It’s a global art attack at ‘Back To Earth’ at The Serpentine

As Serpentine galleries opened in London’s Hyde Park in 1970, it became known for its pioneering exhibitions that championed new ideas in contemporary art. This ethos continues to be strong today and for our time Serpentine has turned its thoughts to the climate crisis.

Back to Earthcurated by Rebecca Lewin, is a long-term, interdisciplinary artistic program that aims to “remind us of the fragility of the earth immediately beneath our feet and the planet we depend on.”

At its heart are thought-provoking installations by leading artists on display at Serpentine North (until 18 September 2022). movies; graphic posters; photography; sound installations; sculptural works; large scale; small scale; all immersing; subtly – as if every medium of the art world had come together and exploded within one overarching theme.

As part of the lineup, e.g. Brian Eno created a new sound and light installation arising from his research into generative compositions. While, an artist It is not called Rezaire/Amakaba and arch Yussef Agbo-Ola Studio/Olanii have set out to explore our relationship with medicinal plants. The result is Ikum: Drying Temple – a chapel-like structure made from materials recycled from previous Serpentine exhibitions. It is also decorated with specially woven panels that will eventually be reassembled in a building in Amakaba, Rezaire’s center for agroecology in French Guiana. The multisensory, cocooning space provokes us to remember the healing powers of plants.

Also evoking contemplation is a series of earthen and clay forms from Dineo Seshi Bopape. The artist’s movements and breathing are translated into sound works by an animist and a shaman Katito Tayasu in a collaboration that explores methods of re-engaging with our bodies, lands and ancestors.

Meanwhile, a research-based design studio Formaphantasma presented a manifesto for exhibition-making that minimizes carbon emissions, along with many other artist-designed posters.

There’s something to take in – from an artist Giles Roundmirrored surfaces and shapes based on the satellites that explore environmental changes to a new wallpaper by an artist Carolina Caicedo, which surround the exhibition space. This is a collage of satellite images of waterways that have been shaped by human intervention in the Americas.
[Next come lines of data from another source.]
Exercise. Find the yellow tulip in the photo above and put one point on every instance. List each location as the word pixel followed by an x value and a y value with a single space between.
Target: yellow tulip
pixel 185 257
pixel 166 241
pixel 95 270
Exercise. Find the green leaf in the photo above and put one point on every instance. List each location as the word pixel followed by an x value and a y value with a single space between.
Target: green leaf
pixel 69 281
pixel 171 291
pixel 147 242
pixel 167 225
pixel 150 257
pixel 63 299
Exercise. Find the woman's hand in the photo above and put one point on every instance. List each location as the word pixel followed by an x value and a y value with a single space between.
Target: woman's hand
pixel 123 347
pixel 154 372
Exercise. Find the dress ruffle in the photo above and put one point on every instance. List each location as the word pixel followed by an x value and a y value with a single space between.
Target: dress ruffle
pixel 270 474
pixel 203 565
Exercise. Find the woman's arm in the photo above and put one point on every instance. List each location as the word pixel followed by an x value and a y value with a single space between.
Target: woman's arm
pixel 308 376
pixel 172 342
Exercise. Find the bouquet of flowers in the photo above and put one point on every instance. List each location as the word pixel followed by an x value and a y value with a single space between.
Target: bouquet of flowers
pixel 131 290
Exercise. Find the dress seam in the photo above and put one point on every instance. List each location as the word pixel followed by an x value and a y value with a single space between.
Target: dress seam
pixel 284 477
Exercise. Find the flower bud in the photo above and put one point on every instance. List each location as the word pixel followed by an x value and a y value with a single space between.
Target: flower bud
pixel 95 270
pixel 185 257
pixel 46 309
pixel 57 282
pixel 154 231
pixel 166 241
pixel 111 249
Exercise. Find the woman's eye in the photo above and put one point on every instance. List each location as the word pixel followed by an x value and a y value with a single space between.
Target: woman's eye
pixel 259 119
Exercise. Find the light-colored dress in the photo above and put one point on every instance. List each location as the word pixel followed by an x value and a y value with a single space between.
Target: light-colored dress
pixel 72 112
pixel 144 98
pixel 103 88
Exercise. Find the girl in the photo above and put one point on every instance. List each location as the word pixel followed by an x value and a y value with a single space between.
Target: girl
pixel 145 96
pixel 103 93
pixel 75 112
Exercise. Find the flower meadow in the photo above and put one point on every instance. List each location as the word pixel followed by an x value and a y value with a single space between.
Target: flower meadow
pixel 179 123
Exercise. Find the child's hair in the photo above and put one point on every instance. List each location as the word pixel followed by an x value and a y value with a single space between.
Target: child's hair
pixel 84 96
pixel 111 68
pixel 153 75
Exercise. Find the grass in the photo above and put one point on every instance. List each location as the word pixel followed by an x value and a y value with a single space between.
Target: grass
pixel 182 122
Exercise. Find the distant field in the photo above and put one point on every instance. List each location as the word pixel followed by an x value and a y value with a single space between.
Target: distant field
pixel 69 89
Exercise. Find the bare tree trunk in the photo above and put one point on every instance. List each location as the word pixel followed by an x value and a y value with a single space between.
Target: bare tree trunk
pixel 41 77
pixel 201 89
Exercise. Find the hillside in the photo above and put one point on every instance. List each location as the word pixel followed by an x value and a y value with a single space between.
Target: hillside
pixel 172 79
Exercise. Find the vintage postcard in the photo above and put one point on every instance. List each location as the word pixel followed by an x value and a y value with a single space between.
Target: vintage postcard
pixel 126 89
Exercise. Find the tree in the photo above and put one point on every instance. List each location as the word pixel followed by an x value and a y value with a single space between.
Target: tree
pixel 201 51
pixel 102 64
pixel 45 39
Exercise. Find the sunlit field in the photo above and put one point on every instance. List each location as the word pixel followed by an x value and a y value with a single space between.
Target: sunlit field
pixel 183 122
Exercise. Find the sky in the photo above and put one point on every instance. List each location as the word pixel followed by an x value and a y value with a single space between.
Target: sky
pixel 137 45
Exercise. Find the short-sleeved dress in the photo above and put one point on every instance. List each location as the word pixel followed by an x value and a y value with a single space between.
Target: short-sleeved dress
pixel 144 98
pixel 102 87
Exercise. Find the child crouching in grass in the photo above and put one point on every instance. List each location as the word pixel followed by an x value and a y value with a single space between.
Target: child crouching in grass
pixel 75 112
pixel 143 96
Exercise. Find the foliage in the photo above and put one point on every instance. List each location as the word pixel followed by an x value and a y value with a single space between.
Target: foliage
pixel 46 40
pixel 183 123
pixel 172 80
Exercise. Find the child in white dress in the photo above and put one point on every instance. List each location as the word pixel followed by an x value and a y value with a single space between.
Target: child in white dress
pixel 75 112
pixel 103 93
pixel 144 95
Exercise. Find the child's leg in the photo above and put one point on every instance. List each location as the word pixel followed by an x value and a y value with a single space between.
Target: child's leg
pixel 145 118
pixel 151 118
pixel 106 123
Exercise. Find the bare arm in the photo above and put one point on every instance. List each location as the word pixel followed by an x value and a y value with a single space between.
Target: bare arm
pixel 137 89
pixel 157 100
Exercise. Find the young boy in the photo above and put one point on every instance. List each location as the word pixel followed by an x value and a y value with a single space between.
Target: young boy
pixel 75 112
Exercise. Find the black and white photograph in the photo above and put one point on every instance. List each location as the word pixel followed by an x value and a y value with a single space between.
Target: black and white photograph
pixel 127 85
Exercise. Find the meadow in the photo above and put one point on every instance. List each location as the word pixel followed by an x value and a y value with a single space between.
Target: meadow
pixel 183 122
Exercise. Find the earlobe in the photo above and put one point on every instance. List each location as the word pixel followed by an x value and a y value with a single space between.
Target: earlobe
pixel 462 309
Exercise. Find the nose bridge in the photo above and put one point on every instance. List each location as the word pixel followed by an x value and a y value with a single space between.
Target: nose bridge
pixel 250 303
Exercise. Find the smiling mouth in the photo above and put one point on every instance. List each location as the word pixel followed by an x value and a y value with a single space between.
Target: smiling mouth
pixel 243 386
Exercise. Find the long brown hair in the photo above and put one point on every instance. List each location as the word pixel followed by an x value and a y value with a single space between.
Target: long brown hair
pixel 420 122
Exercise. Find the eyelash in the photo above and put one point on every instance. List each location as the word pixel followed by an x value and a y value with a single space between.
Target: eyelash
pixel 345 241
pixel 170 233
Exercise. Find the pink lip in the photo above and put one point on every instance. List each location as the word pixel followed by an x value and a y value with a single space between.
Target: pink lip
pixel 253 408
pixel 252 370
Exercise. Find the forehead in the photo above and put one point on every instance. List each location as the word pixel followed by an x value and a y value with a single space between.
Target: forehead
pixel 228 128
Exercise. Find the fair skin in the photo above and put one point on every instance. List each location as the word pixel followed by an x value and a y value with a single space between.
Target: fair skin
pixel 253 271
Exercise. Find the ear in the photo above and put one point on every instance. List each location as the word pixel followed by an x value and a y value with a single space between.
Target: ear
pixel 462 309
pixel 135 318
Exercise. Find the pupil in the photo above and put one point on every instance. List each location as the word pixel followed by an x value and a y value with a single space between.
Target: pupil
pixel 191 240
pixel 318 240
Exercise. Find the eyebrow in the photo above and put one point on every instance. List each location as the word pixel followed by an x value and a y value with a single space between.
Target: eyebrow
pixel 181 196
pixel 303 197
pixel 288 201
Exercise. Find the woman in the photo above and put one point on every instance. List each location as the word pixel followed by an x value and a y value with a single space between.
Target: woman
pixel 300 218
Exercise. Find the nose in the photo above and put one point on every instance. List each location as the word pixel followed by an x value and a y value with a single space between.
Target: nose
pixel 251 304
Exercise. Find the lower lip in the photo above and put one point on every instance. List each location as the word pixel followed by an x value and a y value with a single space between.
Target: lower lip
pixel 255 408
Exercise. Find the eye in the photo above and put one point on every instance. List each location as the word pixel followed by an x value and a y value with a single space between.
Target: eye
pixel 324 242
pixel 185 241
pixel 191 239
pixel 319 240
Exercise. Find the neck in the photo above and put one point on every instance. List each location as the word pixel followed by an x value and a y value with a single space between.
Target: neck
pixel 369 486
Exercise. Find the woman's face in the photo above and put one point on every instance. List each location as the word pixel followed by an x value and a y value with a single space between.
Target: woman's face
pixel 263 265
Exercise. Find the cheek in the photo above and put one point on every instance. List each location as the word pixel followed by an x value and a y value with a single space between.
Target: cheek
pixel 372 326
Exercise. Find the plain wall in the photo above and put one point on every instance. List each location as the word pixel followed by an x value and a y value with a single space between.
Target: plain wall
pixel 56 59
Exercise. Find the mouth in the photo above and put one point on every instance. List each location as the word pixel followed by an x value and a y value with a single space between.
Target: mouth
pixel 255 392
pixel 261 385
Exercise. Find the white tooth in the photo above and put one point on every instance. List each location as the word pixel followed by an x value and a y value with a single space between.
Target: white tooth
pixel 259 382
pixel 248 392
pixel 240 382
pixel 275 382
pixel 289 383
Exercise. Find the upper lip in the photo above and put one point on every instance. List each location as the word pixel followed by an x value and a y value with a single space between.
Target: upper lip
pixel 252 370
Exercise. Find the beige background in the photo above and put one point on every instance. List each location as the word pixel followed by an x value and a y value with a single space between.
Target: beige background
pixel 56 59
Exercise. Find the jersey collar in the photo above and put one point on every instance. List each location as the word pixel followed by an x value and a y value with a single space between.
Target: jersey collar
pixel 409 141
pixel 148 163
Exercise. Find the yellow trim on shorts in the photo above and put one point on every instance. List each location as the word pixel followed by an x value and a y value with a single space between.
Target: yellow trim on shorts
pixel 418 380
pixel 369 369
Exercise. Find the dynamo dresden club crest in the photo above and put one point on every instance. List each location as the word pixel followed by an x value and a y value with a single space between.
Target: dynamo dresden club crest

There is also a new film commission, The family and the zombie from Karrabing Film Collectivewhich aims to explore the importance of the relationship between land and local communities.

At the Serpentine restaurant The magazine – there’s more work to explore as you tuck into a sustainable new menu from the Turner Prize nominee Cooking sections. While in Kensington Gardens there is a new garden created especially for pollinators – titled Pathmaker pollinator. In fact, Back to Earth will also include an extensive live program over the next two years.

The project features over sixty leading artists, architects, poets, filmmakers, scientists, thinkers and designers – all of whom have given their own response to the environmental crisis.

“Back to Earth is a program for change and a catalyst for change. Calling for a response to the climate emergency and focusing on multiple long-term perspectives from around the world, Back to Earth will reflect how we can learn from different experiences to create change,” says Rebecca Lewin.

To add to your immersive journey, a unique “smell score” by an artist and researcher Sissel Tolaas will evolve in the space and over the course of the exhibition, drawing on the emotional power of our sense of smell to respond to the need for change in response to the climate emergency.

Expanding beyond the exhibition space, nothing is left untouched, including the gallery, which has been transformed through a collaboration between a design and a futures company Superflux and designer Ghazal Vozhdani. They created a “store for the future” that aims to gather knowledge from a group of advisors, offering visitors a selection of books and products that reflect alternative consumption patterns in a changed climate.

Needless to say, sustainability is at the core of the exhibition, p Back to Earth use of existing structures and reuse of materials from disassembled parts of Radio ballads, the previous exhibition, to minimize the construction of waste and rethink the making of exhibitions. Almost all work is produced locally and the inks and papers used in the printed materials are chosen to prioritize recycled processes.

Artistic director Hans Ulrich Obrist has the last word: “There could be no more universal theme than the Earth and the climate crisis we face as natural beings. We are driven by the calls for change and creative solutions that have come to life Back to Earth and I hope they inspire more.”